While real-world experience is important for training self-driving cars, virtual driving is increasingly playing a bigger and bigger role for Alphabet’s autonomous vehicle division. This Carcraft virtualization works in tandem with a “secret base” known as Castle where Waymo has built a city that can quickly be reconfigured to different testing scenarios.
In an interview with The Atlantic, Waymo went into depth about their testing regiment for self-driving vehicles. Named after World of Warcraft, Carcraft was originally software for playing back driving experiences. However, it has since become a key tool for running simulations and is now responsible for teaching their system new things.

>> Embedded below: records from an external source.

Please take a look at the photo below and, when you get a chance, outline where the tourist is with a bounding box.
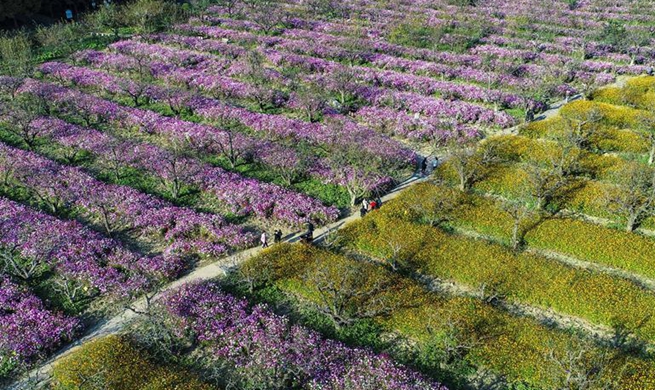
[259,232,268,248]
[368,200,378,210]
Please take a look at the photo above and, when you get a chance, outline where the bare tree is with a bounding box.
[295,84,327,122]
[248,0,285,35]
[448,141,500,191]
[402,185,464,227]
[546,341,620,390]
[0,97,49,150]
[302,257,399,328]
[605,163,655,232]
[0,32,36,78]
[324,66,357,113]
[326,144,382,206]
[201,109,257,169]
[635,112,655,165]
[524,144,581,212]
[500,199,533,250]
[561,106,603,150]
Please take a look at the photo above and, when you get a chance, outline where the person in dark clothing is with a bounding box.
[525,108,534,122]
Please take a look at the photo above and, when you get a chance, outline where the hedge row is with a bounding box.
[343,201,655,340]
[52,335,214,390]
[242,244,655,389]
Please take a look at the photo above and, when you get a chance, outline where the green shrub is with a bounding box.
[52,335,212,390]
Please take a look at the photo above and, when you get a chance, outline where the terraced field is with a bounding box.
[0,0,655,390]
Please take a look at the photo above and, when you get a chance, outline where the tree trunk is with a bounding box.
[512,218,521,250]
[459,173,469,192]
[625,213,639,233]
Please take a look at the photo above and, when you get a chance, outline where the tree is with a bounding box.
[0,0,42,27]
[295,84,327,123]
[546,341,620,390]
[402,185,464,227]
[325,143,382,206]
[248,0,285,35]
[259,145,308,187]
[448,139,500,191]
[524,143,581,213]
[324,66,357,114]
[500,199,533,251]
[635,111,655,165]
[302,256,400,329]
[0,97,49,150]
[605,163,655,232]
[599,19,653,65]
[0,32,35,78]
[123,0,183,34]
[87,4,128,40]
[201,112,258,169]
[561,105,604,151]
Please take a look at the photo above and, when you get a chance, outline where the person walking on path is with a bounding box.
[368,200,378,211]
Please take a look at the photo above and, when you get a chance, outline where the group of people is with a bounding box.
[259,229,282,248]
[421,156,439,176]
[359,196,382,217]
[259,221,314,248]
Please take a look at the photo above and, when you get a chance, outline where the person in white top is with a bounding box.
[259,232,268,248]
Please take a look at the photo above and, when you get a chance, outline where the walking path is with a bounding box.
[8,74,640,390]
[8,169,436,390]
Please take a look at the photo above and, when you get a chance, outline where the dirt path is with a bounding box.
[7,75,640,390]
[7,174,434,390]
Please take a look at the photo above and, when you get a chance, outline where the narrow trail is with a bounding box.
[7,169,436,390]
[7,75,651,390]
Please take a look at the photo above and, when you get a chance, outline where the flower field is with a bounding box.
[0,0,655,390]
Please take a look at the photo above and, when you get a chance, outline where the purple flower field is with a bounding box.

At any time, there are now 25,000 virtual self-driving cars making their way through fully modeled versions of Austin, Mountain View, and Phoenix, as well as test-track scenarios.
In 2016, they logged 2.5 billion virtual miles versus a little over 3 million miles by Google’s IRL self-driving cars that run on public roads. And crucially, the virtual miles focus on what Waymo people invariably call “interesting” miles in which they might learn something new.
If vehicles encounter a particularly tricky situation and need extra practice, Waymo will replicate the troublesome situation at their Castle site in Central Valley, California.
They signed a lease and started to build out their dream fake city. “We made conscious decisions in designing to make residential streets, expressway-style streets, cul-de-sacs, parking lots, things like that,” she says, “so we’d have a representative concentration of features that we could drive around.”
To date, 20,000 driving scenarios that originated from Castle have made their way into the Carcraft simulation. This notably does not include other scenarios that came from public driving and other sources.
The key advance Waymo thinks it has cracked with its self-driving system is understanding the intent of others vehicles and pedestrians on the roads.
“Our cars see the world. They understand the world. And then for anything that is a dynamic actor in the environment—a car, a pedestrian, a cyclist, a motorcycle—our cars understand intent. It’s not enough to just track a thing through a space. You have to understand what it is doing,” Dmitri Dolgov, Waymo’s software lead, tells me.
After years of testing, Waymo believes that it has learned how to take in live data from the real-world to create that “understanding of the scene” necessary for self-driving vehicles to flourish.